Dr Catherine de Goursac  

ATTIVA radiofrequency fulfils the demand for a minimally-invasive treatment for sagging skin, with no downtime required.


The technique uses a radiofrequency probe that is inserted subcutaneously and moved around to heat up and therefore stimulate the dermis. Its two temperature monitors allow us to target the desired effect. It is effective on areas that are considered difficult to treat, such as drooping eyebrows, inner arms, inner thighs and knees.  


We administer a light local anaesthetic then insert the radiofrequency probe, equipped with a thermal sensor, subcutaneously. We then pass it over the whole treatment zone in order to keep the temperature even and ensure the heat is accumulated throughout the whole session. In order to improve its safety, we monitor the temperature in two ways: first with a probe fitted inside the cannula, which constantly measures the subcutaneous temperature, then with an external camera that continuously measures the external skin temperature. This ensures that the treatment is completely safe and allows us to precisely deliver the heat required through the probe.  

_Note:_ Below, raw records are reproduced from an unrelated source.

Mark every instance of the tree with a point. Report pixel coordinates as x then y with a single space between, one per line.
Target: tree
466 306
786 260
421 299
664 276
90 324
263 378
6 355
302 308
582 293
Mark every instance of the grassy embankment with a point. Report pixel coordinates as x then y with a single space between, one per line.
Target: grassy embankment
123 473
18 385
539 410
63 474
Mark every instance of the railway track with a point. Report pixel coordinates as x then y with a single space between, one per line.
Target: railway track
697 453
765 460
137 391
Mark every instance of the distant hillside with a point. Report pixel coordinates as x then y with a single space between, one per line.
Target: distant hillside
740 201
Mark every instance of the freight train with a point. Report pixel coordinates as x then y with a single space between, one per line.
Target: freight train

On the face, we can lift the line of the eyebrows, which lightens the expression. Subdermal radiofrequency can smooth the upper and lower eyelids. Malar bags are a good indication for ATTIVA. ATTIVA is also recommended for treating the oval of the face. It tightens up the cheeks and line of the jaw as well as reducing jowls and a double chin.  ATTIVA also has good reputation for treating the body. Its firming effect on the inner arms has proven hugely popular, as have its effects on the abdomen, decolletage, inner thighs and knees, where other solutions have less satisfactory results. When using the defibrosis mode (60°C), ATTIVA is the treatment of choice for fat pads and fibrosis caused by variations in oestrogen levels or post liposuction. 


• Elastin

This is the target of this new technology. Elastin enables the skin to retract, not collagen. Elastin decreases after age thirty: the skin of a young adult aged under 30 contains five times more elastin than the skin of a 45-year-old. Collagen, meanwhile, becomes more rigid but its levels only drop after maturity. 

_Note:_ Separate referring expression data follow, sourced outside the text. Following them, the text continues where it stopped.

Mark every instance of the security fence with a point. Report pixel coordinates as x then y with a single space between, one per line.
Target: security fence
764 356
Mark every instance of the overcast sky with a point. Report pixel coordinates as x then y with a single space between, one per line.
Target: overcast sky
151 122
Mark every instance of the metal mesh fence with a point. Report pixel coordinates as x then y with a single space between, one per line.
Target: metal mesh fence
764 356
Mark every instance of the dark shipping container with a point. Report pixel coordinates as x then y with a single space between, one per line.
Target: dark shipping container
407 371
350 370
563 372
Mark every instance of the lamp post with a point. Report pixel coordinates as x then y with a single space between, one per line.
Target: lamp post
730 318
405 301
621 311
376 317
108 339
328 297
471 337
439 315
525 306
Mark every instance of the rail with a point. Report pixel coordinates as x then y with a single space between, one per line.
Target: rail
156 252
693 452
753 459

• Optimal temperature: Primum Movens of subdermal radiofrequency

We discovered that elastin synthesis is boosted by heat, preferably within the range of  48°C to 53°C. Above this temperature, elastin is not synthesised and is actually broken down. This is very important: Italian researchers found that the technologies that heat up to 65°C actually cause the elastin to break down and create cicatricial tissue, primarily containing type III collagen. So, to densify aging skin, we need to heat the skin up, but not too much. 

• Duration of the probe/skin interface 

In order to be effective, the thermal stimulation should be proportional to the duration of application, so this treatment is relatively time-consuming. Optimum results are achieved after 6 months, and we see a clear histological improvement between 3 and 6 months after treatment.

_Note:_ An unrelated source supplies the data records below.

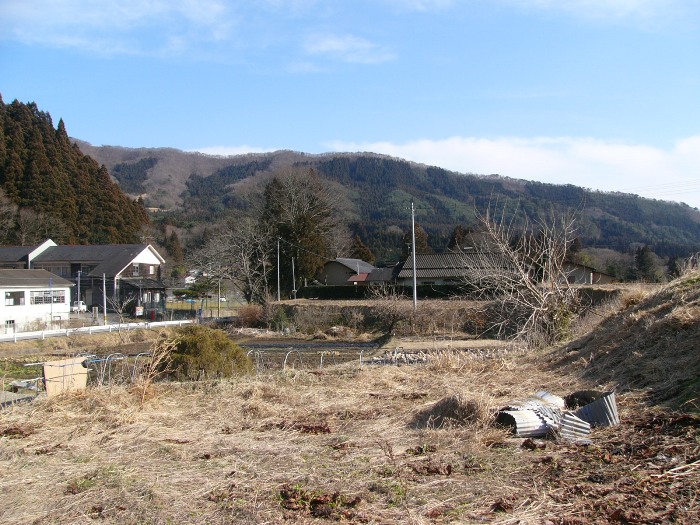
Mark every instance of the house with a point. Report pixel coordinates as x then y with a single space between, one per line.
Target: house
451 267
581 274
110 273
344 271
34 300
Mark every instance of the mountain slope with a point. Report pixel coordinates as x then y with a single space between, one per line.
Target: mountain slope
52 189
375 193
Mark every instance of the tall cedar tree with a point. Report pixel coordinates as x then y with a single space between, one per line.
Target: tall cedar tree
298 211
74 198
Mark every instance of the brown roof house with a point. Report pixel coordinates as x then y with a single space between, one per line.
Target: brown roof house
343 271
33 300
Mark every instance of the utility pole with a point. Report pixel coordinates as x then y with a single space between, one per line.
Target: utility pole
79 274
413 249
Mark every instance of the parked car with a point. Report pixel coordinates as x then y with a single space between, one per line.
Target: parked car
78 306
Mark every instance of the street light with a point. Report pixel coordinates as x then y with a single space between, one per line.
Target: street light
79 274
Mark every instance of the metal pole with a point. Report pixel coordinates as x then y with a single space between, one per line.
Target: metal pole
79 272
51 299
413 249
104 298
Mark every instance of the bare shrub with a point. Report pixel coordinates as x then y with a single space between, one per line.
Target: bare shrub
313 320
159 365
200 352
251 315
523 273
392 308
454 411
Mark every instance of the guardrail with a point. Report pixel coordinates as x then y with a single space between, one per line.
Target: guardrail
84 330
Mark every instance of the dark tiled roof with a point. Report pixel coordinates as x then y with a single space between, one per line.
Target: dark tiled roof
355 265
109 258
144 282
450 265
31 278
381 275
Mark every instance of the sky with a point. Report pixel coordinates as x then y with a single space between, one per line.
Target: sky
603 94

Effects according to the target temperature:

  •  Increased elastin synthesis: 48 to 53°C
  • Collagen stimulation: 50°C to 70°C. First the fibres retract, then synthesis increases after 6 months. Note that cicatricial type III collagen is produced if the skin is overheated.
  • Defibrosis (fat pads, fibrosis, etc.): 65°C
  • Lipolysis: 65°C
  • Destruction of the sweat glands in the armpits: 65°C.

Thanks to this technology, we can tighten up the tissues using a minimally-invasive procedure and without any downtime.

Dr Catherine de Goursac: Aesthetic and anti-aging doctor in Paris for over 20 years.  Author of more than 30 publications, including “La médecine anti-âge”, “L’esthétique au masculin” from Éditions Ellebore, “Les secrets de la dermonutrition” from Vuibert, and “Tu as bonne mine ce matin” from Editions J Lyon. She is a board member of the AFME (French Association of Aesthetic Medicine) and the FSMEA (Union of Aesthetic and Anti-aging Doctors).